Leahy meanwhile suffered a laceration to his scalp, plus head pain and a hematoma, McGarry said.
“It’s amazing it’s not worse,” McGarry said. “It’s amazing they didn’t both lose their lives.”
The pair seek damages from the Army Joint Munitions Command, the Lake City Army Ammunitions Plant and Alliant Techsystems, the company that runs the plant, for allegedly mixing grenade cartridges in with blanks and sending them to the Legion for use in ceremonies.
Leahy and Shea had been performing the “graveside honor gun salute,” a custom of the local legion wherein volunteers fire blanks at military funerals, on May 6, 2013, when the cartridges exploded and their guns “kick[ed] back,” McGarry said.
“Subsequent investigation indicated that the explosion of the rifles resulted due to the fact they did not contain blank ammunition cartridges,” the complaint states.
“The grenade cartridges generate much greater pressure and are not designed or intended to be fired with a blank firing adapter,” it continues.
Justine Barati with the Army Joint Munitions Command refused to comment on pending litigation.
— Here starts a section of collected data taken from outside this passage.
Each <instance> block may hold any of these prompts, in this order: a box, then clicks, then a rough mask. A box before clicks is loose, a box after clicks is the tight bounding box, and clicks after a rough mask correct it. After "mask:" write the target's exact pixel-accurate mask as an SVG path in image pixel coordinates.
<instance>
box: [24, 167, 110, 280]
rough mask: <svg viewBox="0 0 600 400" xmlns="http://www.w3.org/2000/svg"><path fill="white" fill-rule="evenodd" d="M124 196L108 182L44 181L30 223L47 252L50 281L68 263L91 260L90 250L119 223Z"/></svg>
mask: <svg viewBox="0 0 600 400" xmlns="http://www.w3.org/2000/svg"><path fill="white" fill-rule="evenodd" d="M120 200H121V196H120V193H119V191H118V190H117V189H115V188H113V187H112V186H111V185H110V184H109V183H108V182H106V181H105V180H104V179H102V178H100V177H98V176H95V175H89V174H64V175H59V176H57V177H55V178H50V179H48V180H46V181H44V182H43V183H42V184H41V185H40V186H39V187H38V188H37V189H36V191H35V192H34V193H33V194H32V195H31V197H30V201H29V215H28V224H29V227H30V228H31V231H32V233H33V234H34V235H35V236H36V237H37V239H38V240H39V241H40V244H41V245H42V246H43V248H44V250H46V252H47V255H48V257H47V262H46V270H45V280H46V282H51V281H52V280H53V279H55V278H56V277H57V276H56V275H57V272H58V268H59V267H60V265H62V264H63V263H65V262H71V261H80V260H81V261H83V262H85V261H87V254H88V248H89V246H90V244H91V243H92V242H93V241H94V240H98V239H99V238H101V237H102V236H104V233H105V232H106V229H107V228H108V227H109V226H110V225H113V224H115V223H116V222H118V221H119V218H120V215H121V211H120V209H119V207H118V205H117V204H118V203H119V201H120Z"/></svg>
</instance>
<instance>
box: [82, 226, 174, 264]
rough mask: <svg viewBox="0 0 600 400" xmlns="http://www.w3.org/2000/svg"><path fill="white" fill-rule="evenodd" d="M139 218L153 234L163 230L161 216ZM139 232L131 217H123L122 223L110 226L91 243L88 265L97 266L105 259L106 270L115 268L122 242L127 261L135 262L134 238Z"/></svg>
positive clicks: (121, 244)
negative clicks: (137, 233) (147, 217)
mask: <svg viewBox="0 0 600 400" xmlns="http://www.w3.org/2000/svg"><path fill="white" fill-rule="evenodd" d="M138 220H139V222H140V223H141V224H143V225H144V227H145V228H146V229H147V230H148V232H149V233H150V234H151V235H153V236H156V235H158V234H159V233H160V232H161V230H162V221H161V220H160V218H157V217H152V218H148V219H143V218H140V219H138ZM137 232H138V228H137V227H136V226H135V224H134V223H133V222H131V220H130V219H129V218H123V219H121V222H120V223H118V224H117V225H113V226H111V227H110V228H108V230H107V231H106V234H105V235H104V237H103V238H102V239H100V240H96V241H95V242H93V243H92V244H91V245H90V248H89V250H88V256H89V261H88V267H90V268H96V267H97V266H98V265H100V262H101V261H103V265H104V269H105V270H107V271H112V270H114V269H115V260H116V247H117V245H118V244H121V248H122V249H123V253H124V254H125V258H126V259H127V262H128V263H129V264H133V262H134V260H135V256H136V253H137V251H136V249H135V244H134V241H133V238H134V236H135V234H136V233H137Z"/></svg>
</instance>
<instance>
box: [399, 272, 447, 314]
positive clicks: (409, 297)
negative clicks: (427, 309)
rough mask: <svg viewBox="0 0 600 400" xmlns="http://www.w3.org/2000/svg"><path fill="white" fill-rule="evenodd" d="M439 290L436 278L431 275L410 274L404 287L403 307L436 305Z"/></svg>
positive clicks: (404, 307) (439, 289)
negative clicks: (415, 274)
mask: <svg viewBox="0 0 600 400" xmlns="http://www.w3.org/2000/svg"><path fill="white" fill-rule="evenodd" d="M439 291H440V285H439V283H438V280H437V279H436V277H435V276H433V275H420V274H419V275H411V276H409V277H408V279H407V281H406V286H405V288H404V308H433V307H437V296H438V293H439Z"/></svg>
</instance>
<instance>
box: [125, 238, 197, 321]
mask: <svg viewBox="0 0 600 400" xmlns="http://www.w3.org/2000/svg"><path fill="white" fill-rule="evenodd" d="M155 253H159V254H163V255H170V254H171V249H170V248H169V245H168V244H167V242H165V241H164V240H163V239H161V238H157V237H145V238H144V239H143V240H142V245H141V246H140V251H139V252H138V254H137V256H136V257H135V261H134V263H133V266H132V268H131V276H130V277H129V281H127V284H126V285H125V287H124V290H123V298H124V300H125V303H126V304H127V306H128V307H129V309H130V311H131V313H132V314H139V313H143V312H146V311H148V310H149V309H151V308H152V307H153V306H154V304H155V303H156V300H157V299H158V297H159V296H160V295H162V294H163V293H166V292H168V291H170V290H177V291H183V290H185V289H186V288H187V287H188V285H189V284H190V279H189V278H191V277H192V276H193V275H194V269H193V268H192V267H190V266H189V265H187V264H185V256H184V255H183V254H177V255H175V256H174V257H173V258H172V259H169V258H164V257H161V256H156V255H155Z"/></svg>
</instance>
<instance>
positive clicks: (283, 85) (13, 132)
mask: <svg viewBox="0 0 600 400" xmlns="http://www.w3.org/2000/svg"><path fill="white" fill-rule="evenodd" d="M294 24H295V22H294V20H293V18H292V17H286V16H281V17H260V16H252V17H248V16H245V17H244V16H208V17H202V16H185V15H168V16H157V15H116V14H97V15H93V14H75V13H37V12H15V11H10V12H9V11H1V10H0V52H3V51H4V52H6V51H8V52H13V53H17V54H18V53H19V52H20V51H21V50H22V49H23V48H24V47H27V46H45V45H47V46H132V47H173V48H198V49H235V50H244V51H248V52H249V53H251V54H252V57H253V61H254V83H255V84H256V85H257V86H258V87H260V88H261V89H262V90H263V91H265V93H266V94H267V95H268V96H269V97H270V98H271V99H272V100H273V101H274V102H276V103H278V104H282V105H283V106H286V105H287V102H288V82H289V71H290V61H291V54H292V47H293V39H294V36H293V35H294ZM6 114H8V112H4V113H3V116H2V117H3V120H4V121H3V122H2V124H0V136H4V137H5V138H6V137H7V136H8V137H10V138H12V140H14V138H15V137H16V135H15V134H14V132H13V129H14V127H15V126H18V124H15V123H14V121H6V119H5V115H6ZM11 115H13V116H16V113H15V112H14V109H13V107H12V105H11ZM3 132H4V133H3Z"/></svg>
Alliant Techsystems did not immediately respond to a request for comment.
McGarry said they have filed an official claim with the Army, but have been unable to determine at what level the responsibility lies, which is why the suit names 10 possible John Does in addition to the three parties.
McGarry also said he expects the case to settle, but notes it’s still early in the process.
Neither Leahy nor Shea has participated in a military funeral ceremony since the explosion, McGarry said.
“I can’t say I blame them,” he added.